Comparative Analysis of Health Insurance Systems in the UK and USA.

Comparative Analysis of Health Insurance Systems in the UK and USA

A common assumption is that trade-offs between universal coverage and timely access to specialized care are inevitable. But the UK and other countries with high-performing healthcare systems provide examples of how this is not necessarily the case.

While both the US and UK are working to decrease wasteful spending, more can be done. A comparative analysis of their insurance systems can offer important lessons for reform.

The UK’s National Health Service

The UK has a national system called the NHS, or National Health Service, that is available to everyone permanently living in the country. Most people use the NHS, but some take out private insurance for quicker access to specialists.

The NHS is funded primarily by taxes, and most services are free at the point of use for those who are permanent residents in the country. The NHS covers things like physical therapy, and it subsidizes prescription drugs. It does not, however, cover alternative care.

Generally, Britons hold the NHS in high regard. In fact, in our global survey of views on health systems, the NHS received the highest net favorability of any system. That said, the system is under strain. During the coronavirus pandemic, the UK government had to quickly free up thousands of beds by postponing nonemergency procedures and buying space in private hospitals. It also had to deal with a large number of people needing urgent care.

The US’s Affordable Care Act

The Affordable Care Act is the sweeping health insurance reform signed into law by President Obama in 2010. Also known as ‘Obamacare’, it has significantly reduced the number of uninsured Americans and seen enrollment in marketplace plans reach record levels.

However, it has not eliminated health disparities or increased financial fairness, and some argue that it undermines the freedom of small businesses by requiring them to provide their employees with health coverage or pay a penalty. The ACA also includes subsidies to help individuals afford their premiums and a temporary reinsurance program to cover high-risk patients.

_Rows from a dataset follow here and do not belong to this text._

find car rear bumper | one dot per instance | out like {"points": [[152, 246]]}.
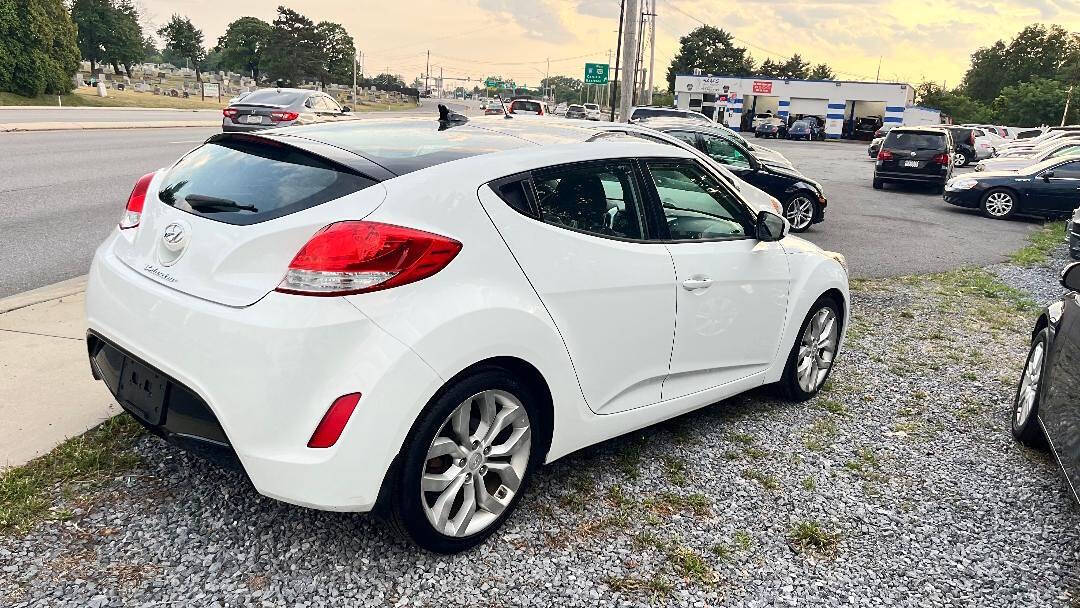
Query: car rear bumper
{"points": [[266, 375]]}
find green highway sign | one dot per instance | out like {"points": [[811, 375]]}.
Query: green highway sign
{"points": [[596, 73]]}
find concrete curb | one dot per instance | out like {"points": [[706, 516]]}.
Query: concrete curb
{"points": [[16, 126], [43, 294]]}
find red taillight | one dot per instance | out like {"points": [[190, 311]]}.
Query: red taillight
{"points": [[354, 257], [135, 201], [281, 116], [329, 428]]}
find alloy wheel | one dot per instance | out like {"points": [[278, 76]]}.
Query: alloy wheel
{"points": [[999, 204], [475, 463], [1029, 384], [799, 213], [817, 350]]}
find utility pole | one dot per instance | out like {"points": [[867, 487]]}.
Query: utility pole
{"points": [[633, 13], [618, 53]]}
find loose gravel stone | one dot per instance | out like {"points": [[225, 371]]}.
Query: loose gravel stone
{"points": [[900, 485]]}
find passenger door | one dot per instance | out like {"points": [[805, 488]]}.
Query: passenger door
{"points": [[732, 294], [579, 234]]}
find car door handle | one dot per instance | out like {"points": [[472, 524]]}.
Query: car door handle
{"points": [[691, 284]]}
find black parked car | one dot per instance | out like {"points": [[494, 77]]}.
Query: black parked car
{"points": [[1047, 189], [913, 154], [802, 198], [1047, 408]]}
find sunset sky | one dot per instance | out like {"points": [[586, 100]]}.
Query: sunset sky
{"points": [[916, 40]]}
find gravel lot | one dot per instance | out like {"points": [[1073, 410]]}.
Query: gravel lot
{"points": [[899, 486]]}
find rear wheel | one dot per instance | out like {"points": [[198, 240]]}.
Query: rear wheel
{"points": [[999, 204], [469, 459]]}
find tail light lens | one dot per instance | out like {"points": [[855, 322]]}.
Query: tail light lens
{"points": [[355, 257], [133, 212], [329, 428], [282, 116]]}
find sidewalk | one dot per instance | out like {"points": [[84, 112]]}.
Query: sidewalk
{"points": [[46, 392]]}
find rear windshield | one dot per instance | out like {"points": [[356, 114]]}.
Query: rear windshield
{"points": [[910, 140], [271, 97], [246, 181]]}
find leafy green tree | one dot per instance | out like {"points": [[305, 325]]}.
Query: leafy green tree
{"points": [[39, 51], [244, 44], [184, 40], [338, 53], [822, 71], [713, 51], [295, 51]]}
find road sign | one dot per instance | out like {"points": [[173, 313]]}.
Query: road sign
{"points": [[596, 73]]}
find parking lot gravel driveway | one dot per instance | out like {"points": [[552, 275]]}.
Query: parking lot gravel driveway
{"points": [[900, 485]]}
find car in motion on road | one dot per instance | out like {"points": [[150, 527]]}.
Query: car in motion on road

A major challenge for the US is overcoming the political obstacles that stand in the way of implementing a national health system, such as the ongoing legal challenges and attempts at repeal. In addition, creating a national health system requires a fundamental shift in the way healthcare is funded. This could involve moving away from a private risk-based financing model towards a more public tax financed system, such as that in England.

The US’s Private Health Insurance System

The US uses a hybrid system of public and private insurance. The majority of Americans get their health coverage through private insurers and the government’s Medicare program.

Americans’ opinions about the US’s healthcare system have grown mildly more positive over the past decade, but they still rank it below Canada (+23), Germany (+19) and the UK (+13). They also give it a lower net score than China (+6).

The US’s private system imposes cost-sharing on patients and requires them to sign up for specific networks of doctors and hospitals that limit their choice of providers. These network limitations can lead to disrupted continuity of care and surprise medical bills for enrollees. They also raise premiums. As a result, many people get supplemental private insurance to cover gaps in benefits. This creates a “two-tier” healthcare system that reduces access to affordable care for some people. It is also expensive for employers and individuals to offer private insurance, which can limit competition in the marketplace.

The UK’s Public Health System

The UK has one of the world’s largest government-run healthcare systems, known as the National Health Service. It is free at the point of use for all permanent residents and largely funded through taxes. Expats can also purchase private healthcare insurance for shorter wait times and access to better facilities, such as the GeoBlue Xplorer plan, which provides coverage in over 180 countries worldwide.

Despite the recent stresses on the NHS, the majority of Britons still hold a positive view of their system. They’re nearly twice as likely to call it the best or among the best, compared to Americans. Many employers are bringing in private healthcare insurance plans to help their employees with the high cost of treatment, especially for those who require long-term care. This is largely due to increasing waiting times for NHS services, which can cause them to take time off work. This can be costly for businesses and reduce employee productivity.